Vicha Ratanapakdee and his wife lived with Monthanus, their oldest daughter, her husband and the couple’s two sons, now 9 and 12. He was on his usual morning walk when authorities say Antoine Watson, 19 years old at the time, charged at him and knocked him to the ground. Ratanapakdee died two days later, never regaining consciousness.
“My mom told me that day was the best day for my father. He was happy to go out,” said Monthanus Ratanapakdee. “But it was a bad day for us, because he never came back again.”
San Francisco’s district attorney, Chesa Boudin, has charged Watson, who is Black, with murder and elder abuse but not with a hate crime, frustrating the family. Watson’s attorney, Sliman Nawabi, has said his client was not motivated by race, and the assault stemmed from a mental-health breakdown.
The brutal attack on Ratanapakdee, caught on surveillance video, has galvanized Thai immigrants, said Chanchanit Martorell, executive director of the Thai Community Development Center in Los Angeles, which is participating in Sunday’s rally. His killing, and the overwhelming support from other Asian American communities, has made them rethink their place in the United States, she said.
“It really sparked this consciousness among Thai immigrants,” she said, “that they’re part of something larger.”
Like in Los Angeles, organizers at the Center for Pan Asian Community Services in Atlanta say they have invited local elected leaders and community advocates to speak.
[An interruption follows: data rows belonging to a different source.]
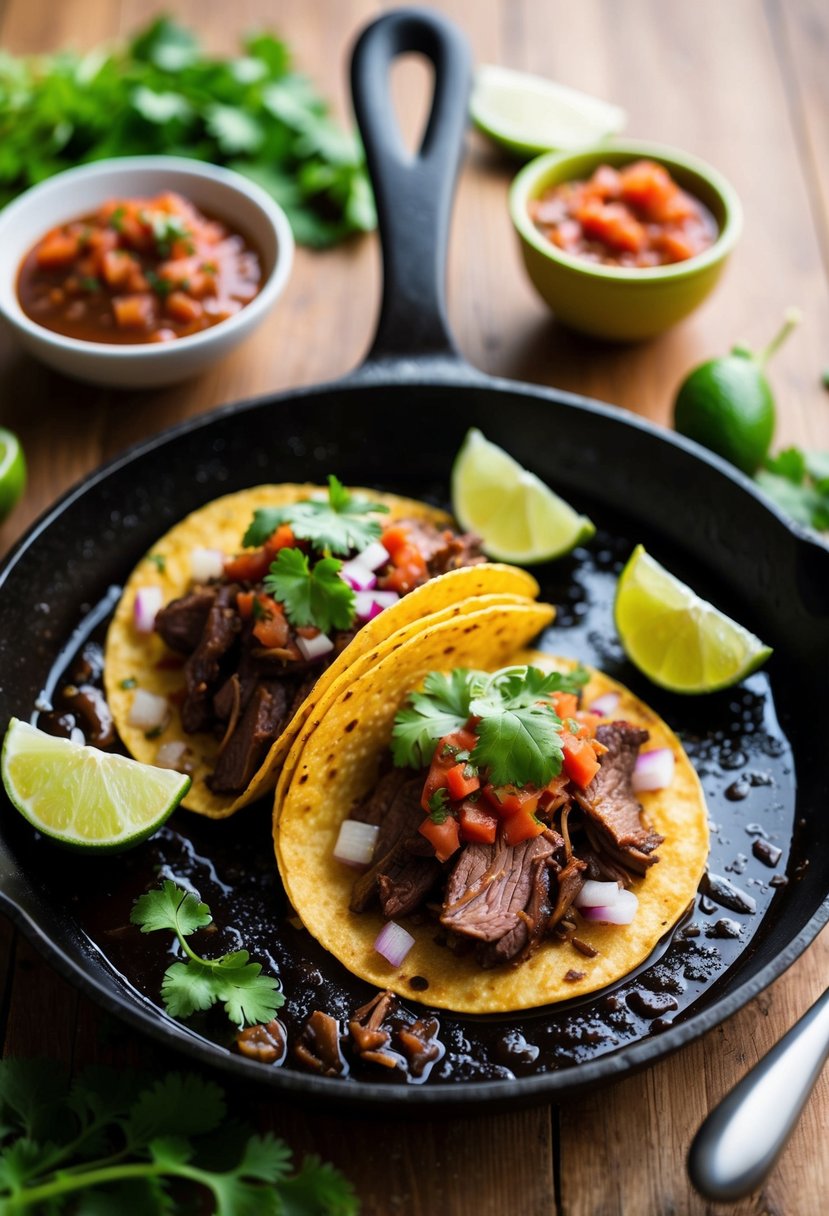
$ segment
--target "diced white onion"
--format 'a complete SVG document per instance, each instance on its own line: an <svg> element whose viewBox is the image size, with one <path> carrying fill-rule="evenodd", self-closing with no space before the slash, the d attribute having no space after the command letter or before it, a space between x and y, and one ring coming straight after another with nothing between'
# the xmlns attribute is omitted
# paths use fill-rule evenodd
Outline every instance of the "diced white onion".
<svg viewBox="0 0 829 1216"><path fill-rule="evenodd" d="M371 591L377 586L377 575L364 566L358 557L343 562L340 578L344 578L353 591Z"/></svg>
<svg viewBox="0 0 829 1216"><path fill-rule="evenodd" d="M597 882L588 878L574 903L577 908L604 908L615 902L620 889L617 882Z"/></svg>
<svg viewBox="0 0 829 1216"><path fill-rule="evenodd" d="M378 954L382 954L386 962L391 963L392 967L399 967L411 950L414 942L415 939L411 933L407 933L402 925L398 925L395 921L390 920L388 924L383 925L383 928L377 934L374 949Z"/></svg>
<svg viewBox="0 0 829 1216"><path fill-rule="evenodd" d="M631 785L642 790L664 790L674 779L674 753L669 747L657 747L650 752L640 752L636 757Z"/></svg>
<svg viewBox="0 0 829 1216"><path fill-rule="evenodd" d="M354 608L361 621L370 621L399 599L396 591L358 591L354 596Z"/></svg>
<svg viewBox="0 0 829 1216"><path fill-rule="evenodd" d="M156 768L178 769L187 750L187 744L181 739L169 739L167 743L161 744L161 747L155 754L153 764Z"/></svg>
<svg viewBox="0 0 829 1216"><path fill-rule="evenodd" d="M212 578L221 578L225 567L225 555L218 549L191 549L190 573L196 583L209 583Z"/></svg>
<svg viewBox="0 0 829 1216"><path fill-rule="evenodd" d="M324 633L318 633L313 638L297 637L296 644L303 659L309 660L321 659L324 654L334 649L334 643Z"/></svg>
<svg viewBox="0 0 829 1216"><path fill-rule="evenodd" d="M602 718L609 718L611 714L615 714L619 708L621 697L618 692L606 692L602 696L596 697L592 704L588 705L591 714L599 714Z"/></svg>
<svg viewBox="0 0 829 1216"><path fill-rule="evenodd" d="M379 540L372 541L355 558L355 561L358 561L361 566L365 566L366 570L378 570L380 566L385 566L388 560L389 551L385 545L380 544Z"/></svg>
<svg viewBox="0 0 829 1216"><path fill-rule="evenodd" d="M164 600L160 587L139 587L132 605L132 619L136 633L152 633L155 618Z"/></svg>
<svg viewBox="0 0 829 1216"><path fill-rule="evenodd" d="M599 921L605 925L629 925L636 915L639 900L632 891L619 888L619 894L612 904L599 908L580 908L585 920Z"/></svg>
<svg viewBox="0 0 829 1216"><path fill-rule="evenodd" d="M136 726L139 730L155 730L157 726L164 726L169 716L170 706L166 697L147 692L146 688L136 688L127 715L130 726Z"/></svg>
<svg viewBox="0 0 829 1216"><path fill-rule="evenodd" d="M367 866L374 856L374 846L380 828L376 823L360 823L358 819L344 819L340 834L334 845L337 861L347 866Z"/></svg>

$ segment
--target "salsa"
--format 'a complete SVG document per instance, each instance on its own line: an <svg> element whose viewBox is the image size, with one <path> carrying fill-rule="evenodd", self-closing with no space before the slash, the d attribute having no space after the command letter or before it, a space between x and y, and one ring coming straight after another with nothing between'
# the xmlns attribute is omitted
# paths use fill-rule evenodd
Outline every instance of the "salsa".
<svg viewBox="0 0 829 1216"><path fill-rule="evenodd" d="M218 325L257 295L258 253L180 194L110 199L51 229L20 266L23 311L87 342L169 342Z"/></svg>
<svg viewBox="0 0 829 1216"><path fill-rule="evenodd" d="M717 239L716 221L663 165L599 165L587 181L561 182L529 203L553 245L586 262L647 268L684 262Z"/></svg>

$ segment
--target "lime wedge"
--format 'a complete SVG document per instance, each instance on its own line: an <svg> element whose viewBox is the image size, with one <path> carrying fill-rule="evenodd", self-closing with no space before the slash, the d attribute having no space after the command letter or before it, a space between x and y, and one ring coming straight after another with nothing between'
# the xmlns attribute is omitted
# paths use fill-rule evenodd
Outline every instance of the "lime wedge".
<svg viewBox="0 0 829 1216"><path fill-rule="evenodd" d="M126 756L58 739L12 718L3 785L39 832L82 849L125 849L151 836L178 806L190 778Z"/></svg>
<svg viewBox="0 0 829 1216"><path fill-rule="evenodd" d="M17 506L26 486L26 461L16 435L0 426L0 523Z"/></svg>
<svg viewBox="0 0 829 1216"><path fill-rule="evenodd" d="M701 600L642 545L619 577L614 612L628 658L671 692L729 688L771 654L770 647Z"/></svg>
<svg viewBox="0 0 829 1216"><path fill-rule="evenodd" d="M595 144L627 122L624 110L598 97L495 64L475 73L469 108L485 135L520 156Z"/></svg>
<svg viewBox="0 0 829 1216"><path fill-rule="evenodd" d="M532 565L569 553L596 529L474 427L452 469L452 507L490 557Z"/></svg>

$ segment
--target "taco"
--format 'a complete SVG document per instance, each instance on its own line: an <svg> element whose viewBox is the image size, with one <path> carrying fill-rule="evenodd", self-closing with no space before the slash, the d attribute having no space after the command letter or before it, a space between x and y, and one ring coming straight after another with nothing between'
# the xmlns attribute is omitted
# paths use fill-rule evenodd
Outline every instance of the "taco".
<svg viewBox="0 0 829 1216"><path fill-rule="evenodd" d="M273 787L355 659L482 594L526 602L538 584L485 562L436 507L336 478L226 495L124 588L105 654L116 726L136 759L190 774L185 806L224 817Z"/></svg>
<svg viewBox="0 0 829 1216"><path fill-rule="evenodd" d="M623 685L538 651L498 671L463 629L425 630L328 704L277 799L276 855L354 974L505 1013L644 962L693 901L707 814L676 735Z"/></svg>

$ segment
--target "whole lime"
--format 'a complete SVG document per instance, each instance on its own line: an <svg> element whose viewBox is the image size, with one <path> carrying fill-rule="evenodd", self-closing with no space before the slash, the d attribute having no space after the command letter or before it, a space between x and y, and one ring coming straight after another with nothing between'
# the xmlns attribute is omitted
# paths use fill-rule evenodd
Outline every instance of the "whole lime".
<svg viewBox="0 0 829 1216"><path fill-rule="evenodd" d="M768 456L775 425L774 398L753 356L725 355L695 368L677 394L674 425L753 476Z"/></svg>
<svg viewBox="0 0 829 1216"><path fill-rule="evenodd" d="M26 488L26 461L16 435L0 426L0 523Z"/></svg>

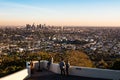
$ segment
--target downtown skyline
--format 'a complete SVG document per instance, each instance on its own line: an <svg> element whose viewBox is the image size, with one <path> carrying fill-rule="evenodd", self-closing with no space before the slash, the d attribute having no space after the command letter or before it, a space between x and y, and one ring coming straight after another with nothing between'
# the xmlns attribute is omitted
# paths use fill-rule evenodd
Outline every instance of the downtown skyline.
<svg viewBox="0 0 120 80"><path fill-rule="evenodd" d="M119 0L0 0L0 25L120 26Z"/></svg>

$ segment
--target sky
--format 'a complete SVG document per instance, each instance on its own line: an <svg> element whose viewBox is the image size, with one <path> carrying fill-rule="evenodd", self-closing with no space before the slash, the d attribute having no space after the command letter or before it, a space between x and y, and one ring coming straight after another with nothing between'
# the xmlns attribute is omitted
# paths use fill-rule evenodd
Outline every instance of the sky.
<svg viewBox="0 0 120 80"><path fill-rule="evenodd" d="M120 0L0 0L0 25L120 26Z"/></svg>

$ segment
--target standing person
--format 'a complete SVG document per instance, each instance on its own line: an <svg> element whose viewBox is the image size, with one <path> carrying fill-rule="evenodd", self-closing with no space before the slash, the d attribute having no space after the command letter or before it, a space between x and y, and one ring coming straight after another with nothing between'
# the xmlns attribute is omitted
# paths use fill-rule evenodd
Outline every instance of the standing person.
<svg viewBox="0 0 120 80"><path fill-rule="evenodd" d="M50 69L50 65L51 65L51 59L49 59L48 63L47 63L47 69Z"/></svg>
<svg viewBox="0 0 120 80"><path fill-rule="evenodd" d="M65 75L65 62L63 59L59 63L59 66L60 66L60 70L61 70L61 75Z"/></svg>
<svg viewBox="0 0 120 80"><path fill-rule="evenodd" d="M69 68L70 68L70 63L68 60L66 61L65 65L66 65L66 75L68 76L69 75Z"/></svg>
<svg viewBox="0 0 120 80"><path fill-rule="evenodd" d="M30 61L30 70L31 70L31 74L33 74L34 71L33 71L33 61L32 60Z"/></svg>
<svg viewBox="0 0 120 80"><path fill-rule="evenodd" d="M47 63L47 69L48 70L50 69L51 64L53 64L53 57L52 56L49 58L49 61Z"/></svg>

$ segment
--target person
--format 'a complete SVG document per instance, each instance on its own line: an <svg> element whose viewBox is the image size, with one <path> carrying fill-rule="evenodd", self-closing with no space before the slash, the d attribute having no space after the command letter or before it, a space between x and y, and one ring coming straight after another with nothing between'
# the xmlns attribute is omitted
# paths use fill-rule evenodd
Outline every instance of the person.
<svg viewBox="0 0 120 80"><path fill-rule="evenodd" d="M50 69L50 65L51 65L51 59L49 59L48 63L47 63L47 69Z"/></svg>
<svg viewBox="0 0 120 80"><path fill-rule="evenodd" d="M61 70L61 75L65 75L65 62L62 59L62 61L59 63L60 70Z"/></svg>
<svg viewBox="0 0 120 80"><path fill-rule="evenodd" d="M68 76L69 75L69 68L70 68L70 63L68 60L66 61L65 65L66 65L66 75Z"/></svg>
<svg viewBox="0 0 120 80"><path fill-rule="evenodd" d="M31 70L31 74L33 74L33 61L30 61L30 70Z"/></svg>

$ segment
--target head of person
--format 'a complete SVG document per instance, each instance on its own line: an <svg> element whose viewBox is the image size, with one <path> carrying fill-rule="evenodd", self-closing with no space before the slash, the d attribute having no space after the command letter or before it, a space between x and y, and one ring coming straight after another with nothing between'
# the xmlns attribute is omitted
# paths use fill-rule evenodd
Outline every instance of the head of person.
<svg viewBox="0 0 120 80"><path fill-rule="evenodd" d="M61 58L61 61L64 61L64 59L63 59L63 58Z"/></svg>

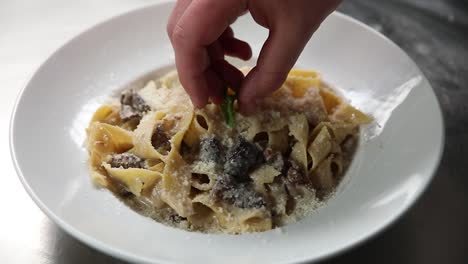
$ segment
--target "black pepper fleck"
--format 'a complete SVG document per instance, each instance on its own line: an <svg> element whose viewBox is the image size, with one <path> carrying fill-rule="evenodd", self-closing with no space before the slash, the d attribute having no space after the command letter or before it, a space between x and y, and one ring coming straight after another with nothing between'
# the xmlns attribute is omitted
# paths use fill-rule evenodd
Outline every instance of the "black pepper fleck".
<svg viewBox="0 0 468 264"><path fill-rule="evenodd" d="M169 216L169 221L171 221L174 224L179 224L180 222L185 221L185 220L187 220L187 218L182 217L177 214L173 214Z"/></svg>

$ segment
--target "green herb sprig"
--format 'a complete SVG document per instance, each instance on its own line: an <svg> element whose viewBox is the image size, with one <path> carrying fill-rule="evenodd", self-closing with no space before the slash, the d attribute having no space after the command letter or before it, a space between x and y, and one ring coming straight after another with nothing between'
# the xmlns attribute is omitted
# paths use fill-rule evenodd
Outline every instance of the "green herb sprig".
<svg viewBox="0 0 468 264"><path fill-rule="evenodd" d="M234 101L237 99L237 95L230 94L229 88L224 92L223 102L221 103L221 111L223 112L224 120L229 127L234 127L236 120L236 113L234 110Z"/></svg>

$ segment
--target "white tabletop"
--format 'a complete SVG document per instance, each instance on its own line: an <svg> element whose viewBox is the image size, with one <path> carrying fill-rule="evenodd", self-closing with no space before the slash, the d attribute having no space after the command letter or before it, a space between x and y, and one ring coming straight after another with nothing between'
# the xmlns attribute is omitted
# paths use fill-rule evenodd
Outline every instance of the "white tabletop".
<svg viewBox="0 0 468 264"><path fill-rule="evenodd" d="M56 49L100 21L156 2L0 1L0 262L116 262L68 236L34 204L11 162L9 121L17 94Z"/></svg>

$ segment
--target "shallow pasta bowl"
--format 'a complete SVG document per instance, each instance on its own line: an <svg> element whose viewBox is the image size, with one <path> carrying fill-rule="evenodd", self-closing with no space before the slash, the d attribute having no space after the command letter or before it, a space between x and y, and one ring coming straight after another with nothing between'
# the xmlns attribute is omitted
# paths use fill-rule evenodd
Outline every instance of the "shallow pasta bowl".
<svg viewBox="0 0 468 264"><path fill-rule="evenodd" d="M245 235L189 233L156 223L93 187L85 128L115 90L172 65L165 3L132 11L80 34L55 52L13 111L12 158L38 206L79 240L147 263L285 263L317 260L382 230L420 196L443 147L440 108L426 78L388 39L331 15L301 55L351 103L375 117L336 195L284 228ZM267 32L244 16L236 34L258 54Z"/></svg>

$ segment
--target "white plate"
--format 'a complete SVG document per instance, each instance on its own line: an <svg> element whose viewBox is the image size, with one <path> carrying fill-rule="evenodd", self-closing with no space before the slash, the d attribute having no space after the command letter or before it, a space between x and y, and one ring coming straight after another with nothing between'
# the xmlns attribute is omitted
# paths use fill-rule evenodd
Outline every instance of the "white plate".
<svg viewBox="0 0 468 264"><path fill-rule="evenodd" d="M281 230L206 235L156 223L93 188L83 148L88 120L112 91L173 63L165 33L171 7L136 10L79 35L39 68L18 99L10 140L17 172L34 201L64 230L138 262L317 260L382 230L425 189L443 147L434 93L396 45L338 13L315 34L298 65L321 71L353 104L376 116L380 128L365 129L367 140L325 207ZM249 16L234 28L258 54L265 30Z"/></svg>

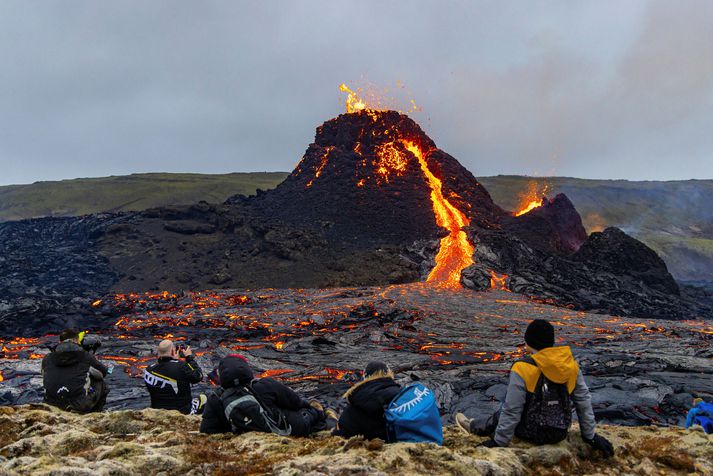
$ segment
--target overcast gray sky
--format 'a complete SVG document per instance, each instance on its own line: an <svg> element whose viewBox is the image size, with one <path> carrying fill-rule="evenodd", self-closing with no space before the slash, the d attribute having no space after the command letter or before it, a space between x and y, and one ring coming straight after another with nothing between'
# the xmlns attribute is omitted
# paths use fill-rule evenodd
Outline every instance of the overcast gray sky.
<svg viewBox="0 0 713 476"><path fill-rule="evenodd" d="M713 1L0 0L0 184L289 171L363 77L475 175L713 178Z"/></svg>

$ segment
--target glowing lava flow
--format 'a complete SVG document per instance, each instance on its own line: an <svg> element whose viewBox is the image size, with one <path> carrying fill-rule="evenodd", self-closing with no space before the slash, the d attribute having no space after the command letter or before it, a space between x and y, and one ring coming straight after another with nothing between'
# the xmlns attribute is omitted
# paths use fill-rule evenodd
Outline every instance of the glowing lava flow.
<svg viewBox="0 0 713 476"><path fill-rule="evenodd" d="M524 196L522 196L522 200L518 206L518 211L515 212L515 216L519 217L525 213L531 212L535 208L541 207L548 189L549 186L547 184L542 187L542 190L539 190L536 182L530 182L528 191Z"/></svg>
<svg viewBox="0 0 713 476"><path fill-rule="evenodd" d="M441 247L436 255L436 266L431 270L426 281L443 287L458 288L461 271L473 264L473 245L462 230L464 226L470 224L470 220L443 196L441 181L428 169L421 148L411 141L405 140L403 144L418 159L431 187L431 202L433 202L436 223L450 231L448 236L441 239Z"/></svg>
<svg viewBox="0 0 713 476"><path fill-rule="evenodd" d="M531 212L532 210L540 206L542 206L542 200L533 200L529 204L527 204L525 208L515 213L515 216L519 217L520 215L524 215L525 213Z"/></svg>

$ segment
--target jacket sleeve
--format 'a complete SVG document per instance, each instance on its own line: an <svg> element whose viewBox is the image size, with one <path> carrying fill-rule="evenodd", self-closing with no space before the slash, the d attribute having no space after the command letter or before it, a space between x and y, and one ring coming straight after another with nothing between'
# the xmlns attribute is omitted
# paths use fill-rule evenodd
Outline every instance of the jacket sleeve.
<svg viewBox="0 0 713 476"><path fill-rule="evenodd" d="M193 356L186 358L186 361L181 365L181 370L183 376L191 383L198 383L203 379L203 371Z"/></svg>
<svg viewBox="0 0 713 476"><path fill-rule="evenodd" d="M273 379L265 379L270 381L270 386L275 392L275 404L285 410L299 410L309 406L307 401L303 400L297 393L282 382Z"/></svg>
<svg viewBox="0 0 713 476"><path fill-rule="evenodd" d="M109 373L109 369L107 368L107 366L99 362L96 355L92 353L87 352L87 357L89 358L89 366L94 367L99 372L101 372L104 377L106 377L106 374Z"/></svg>
<svg viewBox="0 0 713 476"><path fill-rule="evenodd" d="M498 446L507 446L515 435L515 428L520 423L522 411L527 400L525 381L516 372L510 371L505 403L500 411L500 419L493 439Z"/></svg>
<svg viewBox="0 0 713 476"><path fill-rule="evenodd" d="M215 395L208 397L201 420L201 433L229 433L231 431L230 422L223 413L223 404Z"/></svg>
<svg viewBox="0 0 713 476"><path fill-rule="evenodd" d="M592 410L592 395L589 393L589 387L584 381L581 370L577 375L577 384L572 392L572 402L577 410L582 438L591 440L594 438L596 421L594 420L594 410Z"/></svg>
Attendees will watch a recorded message from Monthanus Ratanapakdee and pause for a national moment of silence.
While there’s much more to do, the country has come a long way from 1982 when two white men in Detroit upset over the loss of auto jobs to Japan fatally beat Vincent Chin, says Bonnie Youn, a rally organizer in Atlanta and board member of the Georgia Asian Pacific American Bar Association.
A judge sentenced the two men to probation, saying they weren’t the kind of people to go to prison.
Compare that to the March 16 shootings in Atlanta and a northern suburb, Youn said, when journalists worked to make sure the Asian names of six slain women were pronounced correctly and their stories were told with sensitivity.
Monthanus Ratanapakdee says her father valued education and encouraged her over two decades ago to pursue a master’s degree in business at the University of California at Berkeley. After he retired from banking, he spent time with her family in San Francisco.
She feels her father’s spirit, telling her to be strong. She plans to tell fellow Asian Americans to be strong too as they unite to “raise their voice” for justice.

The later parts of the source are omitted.